Re-enchanting Modernity: Ritual Economy and Society in Wenzhou, China
E**N
Excellent study of Wenzhou, China
This book is a thorough study of religion, community, and social action in Wenzhou, a unique and distinctive area on the central China coast south of Shanghai. Wenzhou has unique languages, a unique cuisine, and a centuries-old tradition of entrepreneurship that serves them well in the modern world. They have an even older tradition of varied religions, to which they devote a great deal of effort and expense. Dr. Yang shows that this community spirit and the local entrepreneurship are part and parcel of the same dynamic, highly textured social order. She provides a thorough description of the traditional local religions--folk cults and rites, Daoism, Buddhism--and then grounds these in the social order. She discusses the back-and-forth, hot-and-cold interactions with the religion-hating Communist tradition; it seems that religion has substantially won, but there is still a great deal of pushback.
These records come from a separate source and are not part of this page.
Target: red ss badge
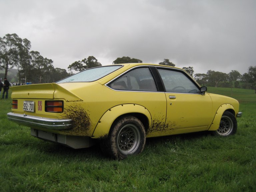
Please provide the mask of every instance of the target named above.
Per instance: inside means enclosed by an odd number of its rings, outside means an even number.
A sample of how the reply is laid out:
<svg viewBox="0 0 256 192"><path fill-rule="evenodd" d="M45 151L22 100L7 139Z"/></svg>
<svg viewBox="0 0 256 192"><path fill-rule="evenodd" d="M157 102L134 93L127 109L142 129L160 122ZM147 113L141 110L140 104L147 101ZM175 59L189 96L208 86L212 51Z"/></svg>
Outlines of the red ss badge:
<svg viewBox="0 0 256 192"><path fill-rule="evenodd" d="M42 111L42 101L38 101L38 111Z"/></svg>

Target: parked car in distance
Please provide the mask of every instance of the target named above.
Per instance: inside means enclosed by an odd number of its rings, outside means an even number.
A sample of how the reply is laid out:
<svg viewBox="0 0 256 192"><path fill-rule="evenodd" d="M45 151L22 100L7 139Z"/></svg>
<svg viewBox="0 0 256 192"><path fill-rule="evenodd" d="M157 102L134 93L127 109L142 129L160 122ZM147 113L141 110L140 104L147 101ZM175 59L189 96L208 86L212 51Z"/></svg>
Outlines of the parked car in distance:
<svg viewBox="0 0 256 192"><path fill-rule="evenodd" d="M238 101L208 93L184 70L144 63L91 68L55 83L11 88L8 119L38 138L77 149L100 142L114 158L140 153L146 138L237 130Z"/></svg>

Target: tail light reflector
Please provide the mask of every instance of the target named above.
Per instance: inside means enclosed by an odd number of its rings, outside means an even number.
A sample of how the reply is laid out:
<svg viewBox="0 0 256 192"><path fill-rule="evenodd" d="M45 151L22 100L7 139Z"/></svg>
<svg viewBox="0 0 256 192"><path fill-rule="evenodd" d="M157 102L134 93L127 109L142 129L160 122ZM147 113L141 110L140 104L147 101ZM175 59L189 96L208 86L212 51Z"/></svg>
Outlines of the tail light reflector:
<svg viewBox="0 0 256 192"><path fill-rule="evenodd" d="M63 101L46 101L45 106L45 111L46 112L63 112Z"/></svg>
<svg viewBox="0 0 256 192"><path fill-rule="evenodd" d="M18 109L18 100L13 100L12 102L12 109Z"/></svg>

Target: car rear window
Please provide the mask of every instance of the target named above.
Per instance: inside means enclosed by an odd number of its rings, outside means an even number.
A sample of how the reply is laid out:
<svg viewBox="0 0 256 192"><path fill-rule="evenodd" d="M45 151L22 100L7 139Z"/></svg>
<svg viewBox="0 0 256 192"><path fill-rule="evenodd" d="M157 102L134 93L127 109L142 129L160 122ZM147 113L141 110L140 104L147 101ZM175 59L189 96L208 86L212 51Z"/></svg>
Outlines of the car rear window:
<svg viewBox="0 0 256 192"><path fill-rule="evenodd" d="M94 81L122 67L122 65L113 65L91 68L57 82L57 83L70 82Z"/></svg>

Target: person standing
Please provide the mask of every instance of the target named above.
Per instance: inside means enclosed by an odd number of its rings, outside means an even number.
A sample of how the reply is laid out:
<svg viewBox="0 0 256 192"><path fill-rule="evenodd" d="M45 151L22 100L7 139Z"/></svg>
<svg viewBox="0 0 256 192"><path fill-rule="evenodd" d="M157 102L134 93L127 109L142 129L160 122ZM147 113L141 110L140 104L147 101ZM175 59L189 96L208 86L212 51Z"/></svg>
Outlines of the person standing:
<svg viewBox="0 0 256 192"><path fill-rule="evenodd" d="M0 79L0 95L1 95L1 91L2 91L2 88L3 87L4 85L3 84L3 83L1 81L1 79Z"/></svg>
<svg viewBox="0 0 256 192"><path fill-rule="evenodd" d="M8 98L8 91L9 90L9 86L10 86L10 83L7 80L7 78L5 77L4 81L4 91L3 92L3 96L2 97L2 99L4 98L4 94L6 93L6 94L5 95L5 99Z"/></svg>

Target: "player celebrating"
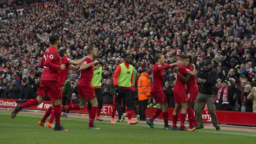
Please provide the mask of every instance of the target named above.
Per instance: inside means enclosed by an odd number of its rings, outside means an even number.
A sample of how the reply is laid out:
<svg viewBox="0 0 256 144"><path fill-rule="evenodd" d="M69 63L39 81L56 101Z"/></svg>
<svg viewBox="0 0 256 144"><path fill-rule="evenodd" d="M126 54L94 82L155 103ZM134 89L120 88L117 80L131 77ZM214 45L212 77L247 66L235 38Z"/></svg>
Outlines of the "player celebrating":
<svg viewBox="0 0 256 144"><path fill-rule="evenodd" d="M193 58L191 55L190 55L189 57L189 64L187 68L191 71L193 71L194 68L192 65L193 63ZM178 70L178 69L177 69ZM187 112L189 121L189 131L194 131L197 129L198 125L193 110L195 101L198 94L198 87L196 82L196 75L191 77L189 75L187 75L183 76L179 73L178 70L176 73L178 73L177 74L179 75L179 77L183 81L187 83L188 104Z"/></svg>
<svg viewBox="0 0 256 144"><path fill-rule="evenodd" d="M67 78L67 76L68 74L68 69L72 69L73 70L77 70L79 69L80 67L80 64L84 60L84 59L88 57L86 56L83 57L82 58L77 60L74 61L70 59L68 57L70 57L70 54L67 50L66 49L62 49L59 51L59 54L60 56L61 57L60 58L61 63L62 64L65 64L66 67L65 69L63 71L59 71L59 82L61 87L63 87L64 85L65 81ZM43 59L44 59L43 58ZM74 65L76 65L75 67ZM63 105L63 103L62 103ZM38 122L38 124L39 125L41 125L43 126L45 126L45 120L51 114L51 117L49 120L49 121L47 123L47 126L50 128L54 128L54 126L52 124L52 121L55 118L54 115L54 110L53 110L54 104L52 103L51 106L50 106L48 109L45 112L44 116L42 118L42 119Z"/></svg>
<svg viewBox="0 0 256 144"><path fill-rule="evenodd" d="M61 112L61 87L59 83L59 70L65 69L65 64L60 64L60 57L58 53L58 49L60 47L61 41L58 35L55 34L50 36L49 41L51 46L45 51L44 58L40 62L41 67L44 67L44 71L41 77L40 86L37 91L37 97L30 99L22 105L16 106L12 112L12 118L14 118L16 115L23 108L41 103L43 97L46 94L52 100L54 103L54 110L55 115L55 130L67 131L60 125L60 114Z"/></svg>
<svg viewBox="0 0 256 144"><path fill-rule="evenodd" d="M154 113L150 119L147 121L147 123L152 128L154 128L153 121L154 119L162 111L164 126L163 128L170 129L170 126L168 124L168 105L167 104L165 95L163 92L162 85L164 77L165 69L172 68L179 64L182 64L181 61L170 64L164 64L164 57L162 54L157 54L155 56L156 63L153 66L152 75L153 82L152 83L152 94L155 102L160 104L160 106L156 109Z"/></svg>
<svg viewBox="0 0 256 144"><path fill-rule="evenodd" d="M92 84L94 87L94 90L96 93L96 96L97 97L98 101L98 109L96 115L96 120L99 121L102 121L103 120L100 117L100 114L101 113L101 109L103 105L103 95L102 94L102 90L101 89L101 76L102 74L102 66L100 66L97 69L95 69L94 71L94 76L92 79ZM87 108L90 113L91 108L92 108L92 104L91 103L88 102L87 105Z"/></svg>
<svg viewBox="0 0 256 144"><path fill-rule="evenodd" d="M177 73L178 76L177 77L177 80L174 86L174 95L175 102L175 108L173 113L173 127L172 129L178 130L177 123L178 120L178 113L180 108L182 107L181 113L181 127L180 130L186 130L185 127L185 121L186 120L186 115L188 109L188 99L185 92L186 83L183 81L179 77L180 75L185 76L190 75L195 76L196 75L196 67L194 64L193 71L191 71L187 69L186 66L189 64L189 57L185 55L182 55L180 57L181 61L183 63L182 65L179 65L178 67L179 72Z"/></svg>
<svg viewBox="0 0 256 144"><path fill-rule="evenodd" d="M92 85L92 78L94 74L93 70L98 69L100 65L95 67L94 65L99 62L93 60L97 56L96 48L94 46L89 46L87 48L89 58L86 58L80 67L81 78L78 84L79 104L71 104L63 107L63 110L82 109L86 106L87 100L92 104L92 108L89 113L89 125L88 129L101 129L94 125L98 102L95 91Z"/></svg>

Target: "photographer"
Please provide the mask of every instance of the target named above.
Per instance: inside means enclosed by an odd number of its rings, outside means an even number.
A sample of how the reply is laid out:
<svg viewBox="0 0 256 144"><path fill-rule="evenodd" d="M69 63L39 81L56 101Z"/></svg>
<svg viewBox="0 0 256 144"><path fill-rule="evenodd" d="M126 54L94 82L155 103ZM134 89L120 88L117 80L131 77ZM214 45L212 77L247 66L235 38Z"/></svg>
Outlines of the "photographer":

She draws on Weber and Durkheim, with due qualifications and thoughtful amendments, and on modern theorists like Duara, Latour, and Giddings. I am always struck by how well the old-timers hold up; in particular, Durkheim and Weber fly over such French philosophes as Deleuze and Guattari as an eagle flies over a coronavirus. Duara, Latour, GIddings, and Yang herself do very much better, though.I bought this book in the certainty that it would be good solid ethnography backed up by sophisticated, insightful theory. It went beyond my wildest expectations. This is a monumental job. It will be a classic of China studies and of the ethnography of religion.